Perhaps it doesn’t matter. The real heroes of the story are all the inhabitants of the Vivarais-Lignon plateau, regardless of their names and individual characteristics. Two incidents will show what I mean. There was to be a roundup of Jews in Le Chambon in August 1942. The police arrived with a list of seventy-two names. Although ordered to produce its own list, the village failed to do so. A police search discovered no Jews: they had been so well hidden. Three weeks of searches followed, in the course of which only one Jew was found. Then in January 1943, three of the most important leaders on the plateau, André Trocmé, Édouard Theis and Roger Darcissac were arrested and sent to the dreaded concentration camp at Saint-Paul d’Eyjeaux, where they were held until mid-March. Not a single Jew was arrested on the plateau during their absence although throughout France there was no letup in deportations. There were no denunciations and no betrayals. Malice, in the gravest theological sense, did not beset the people of the plateau.

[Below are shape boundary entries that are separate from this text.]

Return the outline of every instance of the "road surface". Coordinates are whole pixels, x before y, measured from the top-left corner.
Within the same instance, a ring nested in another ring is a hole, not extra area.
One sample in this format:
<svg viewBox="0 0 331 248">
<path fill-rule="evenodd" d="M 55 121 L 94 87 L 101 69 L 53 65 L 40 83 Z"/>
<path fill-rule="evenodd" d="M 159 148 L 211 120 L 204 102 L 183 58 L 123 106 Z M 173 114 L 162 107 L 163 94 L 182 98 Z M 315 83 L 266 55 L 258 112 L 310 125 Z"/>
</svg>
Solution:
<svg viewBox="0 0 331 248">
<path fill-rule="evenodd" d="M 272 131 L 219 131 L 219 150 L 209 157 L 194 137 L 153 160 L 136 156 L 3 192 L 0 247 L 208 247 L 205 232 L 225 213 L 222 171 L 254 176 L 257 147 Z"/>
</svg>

They were good neighbors, willing to take great risks. I found it impossible to think of their goodness without remembering an example of its opposite, rampant malice in that time of affliction, and murder of neighbors by neighbors. It is the account given by Jan Gross in his Neighbors: The Destruction of the Jewish Community in Jedwabne, Poland (2001) of the slaughter on July 10, 1941, by the Catholic men of Jedwabne of practically all the Jews in their village (some fifteen hundred people) in an orgy of torture and mutilations that culminated in locking the remaining Jews in a large barn, dousing it with kerosene, and setting it on fire. Apparently some of the ringleaders had been told by German policemen that the time had come for a massacre of the Jews, but the people of Jedwabne were up to doing the job themselves. They needed no help from the Germans.